Bing said it would remove the waiting list for its GPT-4-powered chat

Image credit: Microsoft/OpenAI

Microsoft’s Bing is enjoying the limelight for the first time in a decade after it released a GPT-powered interface last month. But the tech giant has so far been cautious about the pace at which it makes the new Bing offering – powered by OpenAI’s GPT-4 technology – available to users. But it looks like Bing is bringing those walls down.

Microsoft, a major investor in OpenAI, appears to have lifted the waiting list from the new Bing, apparently allowing anyone to get immediate access to the new experience. Windows Central, which first spotted this change, said users don’t have to wait to try the new Bing any longer. TechCrunch tested this with a few email IDs (both new and old) and got access right away. However, not all email IDs we tested were immediately accessed.

Image credit: Screenshot by TechCrunch

While the new Bing landing page still displays the typical “Join the waiting list” button, you can log in and get access right away. We’ve reached out to Microsoft for comment and will update the story if we hear back.

Microsoft is holding an event called “reinventing productivity with AI” later Thursday at 11 A.M. While today’s agenda is limited to introducing AI-powered tools for Microsoft 356 (Office) and Dynamic 365 – the company’s Salesforce competitor – it would not be surprising if there is also an announcement related to Bing.

The Seattle-based company is racing to integrate the AI-powered chatbot into many of its services. Last month, Microsoft introduced the GPT-4-powered bot to Windows 11’s taskbar.

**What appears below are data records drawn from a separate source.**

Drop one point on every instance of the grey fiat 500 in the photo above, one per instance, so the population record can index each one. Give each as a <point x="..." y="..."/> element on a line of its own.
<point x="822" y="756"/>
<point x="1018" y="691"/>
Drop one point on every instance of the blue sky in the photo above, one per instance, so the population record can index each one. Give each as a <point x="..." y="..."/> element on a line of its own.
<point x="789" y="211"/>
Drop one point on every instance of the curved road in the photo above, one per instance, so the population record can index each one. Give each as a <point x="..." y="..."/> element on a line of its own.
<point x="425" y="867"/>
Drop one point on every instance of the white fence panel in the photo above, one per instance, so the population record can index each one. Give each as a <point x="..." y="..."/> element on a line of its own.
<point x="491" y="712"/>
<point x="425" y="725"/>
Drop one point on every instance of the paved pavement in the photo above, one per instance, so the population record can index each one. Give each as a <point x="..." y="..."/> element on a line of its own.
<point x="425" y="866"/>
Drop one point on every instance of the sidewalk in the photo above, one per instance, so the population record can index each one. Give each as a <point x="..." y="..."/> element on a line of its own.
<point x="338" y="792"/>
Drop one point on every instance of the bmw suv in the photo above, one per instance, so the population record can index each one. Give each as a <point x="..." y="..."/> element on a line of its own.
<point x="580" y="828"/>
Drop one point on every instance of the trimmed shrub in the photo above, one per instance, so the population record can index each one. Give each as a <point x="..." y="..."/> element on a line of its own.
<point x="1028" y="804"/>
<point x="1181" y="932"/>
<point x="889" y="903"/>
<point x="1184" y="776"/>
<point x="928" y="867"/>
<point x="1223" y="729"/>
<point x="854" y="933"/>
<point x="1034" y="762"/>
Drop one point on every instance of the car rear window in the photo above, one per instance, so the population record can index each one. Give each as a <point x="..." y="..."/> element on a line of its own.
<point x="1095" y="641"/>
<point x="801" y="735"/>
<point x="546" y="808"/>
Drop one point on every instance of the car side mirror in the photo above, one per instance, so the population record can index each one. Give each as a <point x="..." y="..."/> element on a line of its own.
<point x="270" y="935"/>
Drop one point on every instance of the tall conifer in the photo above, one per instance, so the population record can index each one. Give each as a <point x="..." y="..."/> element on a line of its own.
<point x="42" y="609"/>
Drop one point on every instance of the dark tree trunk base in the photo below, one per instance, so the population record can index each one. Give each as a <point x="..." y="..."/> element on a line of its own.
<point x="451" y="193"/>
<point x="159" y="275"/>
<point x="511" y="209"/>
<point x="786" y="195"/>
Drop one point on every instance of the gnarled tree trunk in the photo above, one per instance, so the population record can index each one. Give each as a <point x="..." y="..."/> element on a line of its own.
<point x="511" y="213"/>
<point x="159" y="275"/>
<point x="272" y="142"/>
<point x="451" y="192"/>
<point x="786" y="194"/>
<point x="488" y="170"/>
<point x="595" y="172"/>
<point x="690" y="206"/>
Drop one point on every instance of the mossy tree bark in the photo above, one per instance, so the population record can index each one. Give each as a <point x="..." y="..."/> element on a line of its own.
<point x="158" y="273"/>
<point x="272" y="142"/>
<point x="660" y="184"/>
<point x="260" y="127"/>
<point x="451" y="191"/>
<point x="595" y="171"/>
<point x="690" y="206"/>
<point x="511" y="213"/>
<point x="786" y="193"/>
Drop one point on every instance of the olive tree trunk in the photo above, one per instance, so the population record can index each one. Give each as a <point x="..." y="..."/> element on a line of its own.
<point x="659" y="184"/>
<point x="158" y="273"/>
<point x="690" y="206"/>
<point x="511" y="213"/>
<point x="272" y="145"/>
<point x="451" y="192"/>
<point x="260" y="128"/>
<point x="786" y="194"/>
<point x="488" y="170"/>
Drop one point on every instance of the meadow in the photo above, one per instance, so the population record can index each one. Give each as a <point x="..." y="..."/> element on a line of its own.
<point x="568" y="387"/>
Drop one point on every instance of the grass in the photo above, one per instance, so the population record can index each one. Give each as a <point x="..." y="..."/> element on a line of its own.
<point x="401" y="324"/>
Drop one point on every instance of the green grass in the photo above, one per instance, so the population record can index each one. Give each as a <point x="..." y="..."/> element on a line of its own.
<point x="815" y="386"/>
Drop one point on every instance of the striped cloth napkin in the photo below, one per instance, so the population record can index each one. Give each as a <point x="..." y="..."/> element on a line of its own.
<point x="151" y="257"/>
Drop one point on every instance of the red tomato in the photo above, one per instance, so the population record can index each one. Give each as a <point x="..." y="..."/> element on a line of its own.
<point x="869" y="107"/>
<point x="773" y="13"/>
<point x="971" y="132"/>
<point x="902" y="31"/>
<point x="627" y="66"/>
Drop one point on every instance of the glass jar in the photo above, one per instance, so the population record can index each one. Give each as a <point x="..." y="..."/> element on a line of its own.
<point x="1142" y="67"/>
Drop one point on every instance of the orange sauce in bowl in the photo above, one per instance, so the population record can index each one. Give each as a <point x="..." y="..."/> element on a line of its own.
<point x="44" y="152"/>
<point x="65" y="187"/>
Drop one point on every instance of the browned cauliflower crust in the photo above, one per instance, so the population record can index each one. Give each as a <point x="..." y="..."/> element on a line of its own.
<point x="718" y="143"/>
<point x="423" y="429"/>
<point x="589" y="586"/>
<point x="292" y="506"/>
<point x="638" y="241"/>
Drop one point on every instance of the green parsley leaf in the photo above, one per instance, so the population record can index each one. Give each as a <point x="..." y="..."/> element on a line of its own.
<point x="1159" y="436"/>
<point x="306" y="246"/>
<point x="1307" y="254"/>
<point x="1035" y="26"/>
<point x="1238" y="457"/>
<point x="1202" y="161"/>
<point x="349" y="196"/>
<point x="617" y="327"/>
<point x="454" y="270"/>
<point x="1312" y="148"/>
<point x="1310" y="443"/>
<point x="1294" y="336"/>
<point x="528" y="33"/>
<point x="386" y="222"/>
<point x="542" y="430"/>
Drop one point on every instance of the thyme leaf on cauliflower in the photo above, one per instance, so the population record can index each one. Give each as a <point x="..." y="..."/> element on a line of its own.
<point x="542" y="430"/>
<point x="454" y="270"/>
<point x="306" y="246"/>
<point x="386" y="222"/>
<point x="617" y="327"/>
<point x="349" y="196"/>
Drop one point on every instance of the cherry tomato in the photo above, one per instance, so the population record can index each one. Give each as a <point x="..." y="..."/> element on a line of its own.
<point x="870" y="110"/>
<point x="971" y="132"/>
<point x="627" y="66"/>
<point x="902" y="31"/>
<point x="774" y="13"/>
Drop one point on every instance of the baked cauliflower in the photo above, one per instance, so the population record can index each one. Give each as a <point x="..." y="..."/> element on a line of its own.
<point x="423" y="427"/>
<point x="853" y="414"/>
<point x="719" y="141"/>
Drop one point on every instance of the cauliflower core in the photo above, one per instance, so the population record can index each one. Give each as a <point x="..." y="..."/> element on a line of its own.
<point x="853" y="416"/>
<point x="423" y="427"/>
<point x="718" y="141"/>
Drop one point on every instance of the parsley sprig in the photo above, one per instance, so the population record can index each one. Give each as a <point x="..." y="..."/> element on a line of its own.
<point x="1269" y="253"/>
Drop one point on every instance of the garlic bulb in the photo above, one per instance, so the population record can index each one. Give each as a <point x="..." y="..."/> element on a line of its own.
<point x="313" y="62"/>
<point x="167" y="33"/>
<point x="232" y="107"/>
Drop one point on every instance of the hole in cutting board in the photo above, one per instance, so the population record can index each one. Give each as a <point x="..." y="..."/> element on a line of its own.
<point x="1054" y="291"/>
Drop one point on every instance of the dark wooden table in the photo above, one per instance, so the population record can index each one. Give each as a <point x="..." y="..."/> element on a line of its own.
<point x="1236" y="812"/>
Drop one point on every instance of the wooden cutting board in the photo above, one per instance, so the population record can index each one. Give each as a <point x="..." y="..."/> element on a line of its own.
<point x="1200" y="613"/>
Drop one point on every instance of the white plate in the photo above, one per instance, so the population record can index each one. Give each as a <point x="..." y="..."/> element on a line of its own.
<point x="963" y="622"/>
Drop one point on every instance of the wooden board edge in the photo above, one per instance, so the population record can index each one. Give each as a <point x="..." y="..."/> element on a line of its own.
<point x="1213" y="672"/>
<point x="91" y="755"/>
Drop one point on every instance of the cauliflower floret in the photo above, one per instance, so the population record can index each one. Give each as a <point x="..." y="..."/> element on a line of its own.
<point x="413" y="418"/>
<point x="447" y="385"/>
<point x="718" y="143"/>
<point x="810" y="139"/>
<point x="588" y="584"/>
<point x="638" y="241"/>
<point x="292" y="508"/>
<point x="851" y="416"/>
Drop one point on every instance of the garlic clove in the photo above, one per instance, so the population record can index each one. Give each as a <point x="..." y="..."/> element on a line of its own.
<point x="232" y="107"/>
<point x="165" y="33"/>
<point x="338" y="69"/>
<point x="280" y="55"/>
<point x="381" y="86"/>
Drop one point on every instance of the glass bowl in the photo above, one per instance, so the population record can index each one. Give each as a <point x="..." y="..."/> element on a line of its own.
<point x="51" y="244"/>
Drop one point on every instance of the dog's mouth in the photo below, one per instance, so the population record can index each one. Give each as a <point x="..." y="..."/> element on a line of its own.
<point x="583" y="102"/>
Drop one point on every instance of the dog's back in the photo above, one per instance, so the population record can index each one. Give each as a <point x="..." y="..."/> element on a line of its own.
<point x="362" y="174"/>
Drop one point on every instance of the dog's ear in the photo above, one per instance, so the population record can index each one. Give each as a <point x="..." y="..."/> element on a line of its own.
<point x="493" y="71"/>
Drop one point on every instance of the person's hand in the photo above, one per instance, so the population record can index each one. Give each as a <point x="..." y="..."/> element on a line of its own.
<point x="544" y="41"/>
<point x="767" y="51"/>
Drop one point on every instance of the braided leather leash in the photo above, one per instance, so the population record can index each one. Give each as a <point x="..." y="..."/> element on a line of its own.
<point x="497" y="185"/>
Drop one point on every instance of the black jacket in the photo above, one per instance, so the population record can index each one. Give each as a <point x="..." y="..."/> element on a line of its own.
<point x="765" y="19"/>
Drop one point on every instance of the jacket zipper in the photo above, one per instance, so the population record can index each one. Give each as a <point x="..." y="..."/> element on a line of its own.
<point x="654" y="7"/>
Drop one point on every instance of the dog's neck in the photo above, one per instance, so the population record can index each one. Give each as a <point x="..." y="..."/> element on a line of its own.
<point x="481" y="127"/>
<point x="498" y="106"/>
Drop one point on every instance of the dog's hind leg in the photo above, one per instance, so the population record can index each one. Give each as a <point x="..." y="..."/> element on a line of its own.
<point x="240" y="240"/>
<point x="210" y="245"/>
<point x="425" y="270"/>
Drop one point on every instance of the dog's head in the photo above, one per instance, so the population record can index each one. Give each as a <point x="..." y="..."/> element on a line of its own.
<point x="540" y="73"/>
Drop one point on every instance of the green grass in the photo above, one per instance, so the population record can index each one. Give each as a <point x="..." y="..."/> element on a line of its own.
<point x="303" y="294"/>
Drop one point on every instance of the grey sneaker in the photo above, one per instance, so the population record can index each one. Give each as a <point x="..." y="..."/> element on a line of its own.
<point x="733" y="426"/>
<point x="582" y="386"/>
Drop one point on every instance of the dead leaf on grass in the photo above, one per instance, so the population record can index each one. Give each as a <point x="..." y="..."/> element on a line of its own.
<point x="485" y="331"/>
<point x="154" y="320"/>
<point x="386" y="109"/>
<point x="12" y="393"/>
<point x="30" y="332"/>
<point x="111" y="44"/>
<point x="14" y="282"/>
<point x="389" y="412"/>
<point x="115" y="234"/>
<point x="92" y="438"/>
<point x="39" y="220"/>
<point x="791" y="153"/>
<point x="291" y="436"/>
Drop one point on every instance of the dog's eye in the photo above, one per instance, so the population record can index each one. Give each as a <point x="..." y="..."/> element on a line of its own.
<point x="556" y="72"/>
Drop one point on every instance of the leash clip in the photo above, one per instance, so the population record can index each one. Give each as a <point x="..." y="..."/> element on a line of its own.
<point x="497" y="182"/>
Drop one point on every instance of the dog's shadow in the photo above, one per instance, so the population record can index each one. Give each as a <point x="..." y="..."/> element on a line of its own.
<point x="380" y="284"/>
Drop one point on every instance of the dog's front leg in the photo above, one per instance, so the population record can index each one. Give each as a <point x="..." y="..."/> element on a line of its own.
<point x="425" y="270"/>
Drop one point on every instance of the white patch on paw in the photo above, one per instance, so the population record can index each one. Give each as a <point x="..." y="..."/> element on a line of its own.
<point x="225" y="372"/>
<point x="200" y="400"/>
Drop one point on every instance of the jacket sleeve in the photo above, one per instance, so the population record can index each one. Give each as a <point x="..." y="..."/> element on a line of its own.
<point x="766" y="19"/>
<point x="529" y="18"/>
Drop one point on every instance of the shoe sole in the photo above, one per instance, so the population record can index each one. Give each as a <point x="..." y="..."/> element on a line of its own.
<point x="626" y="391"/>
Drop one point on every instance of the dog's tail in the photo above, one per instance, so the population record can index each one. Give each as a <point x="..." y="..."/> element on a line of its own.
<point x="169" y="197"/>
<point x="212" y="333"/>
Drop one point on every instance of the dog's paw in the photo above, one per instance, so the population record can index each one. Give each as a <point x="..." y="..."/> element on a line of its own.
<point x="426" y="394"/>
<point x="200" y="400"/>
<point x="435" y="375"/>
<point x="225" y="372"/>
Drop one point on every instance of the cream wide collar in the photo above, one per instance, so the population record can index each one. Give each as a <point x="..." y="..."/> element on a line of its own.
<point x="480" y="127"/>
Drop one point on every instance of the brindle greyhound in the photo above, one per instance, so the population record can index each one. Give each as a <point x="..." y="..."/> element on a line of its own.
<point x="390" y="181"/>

Earlier this week, the stable version of the Edge browser got the Bing AI chatbot feature.

OpenAI’s technology has proven to be a hit for Bing, which recently reported reaching 100 million daily active users. This is expected given the hype surrounding AI-powered chatbots and how it has attracted tens of thousands of users looking to give it a whirl. After people were able to “jailbreak” the chatbot to say problematic things, Microsoft began testing various restrictions on the conversations. Earlier this week, it raised the limit to 15 rounds in a conversation and 150 messages a day.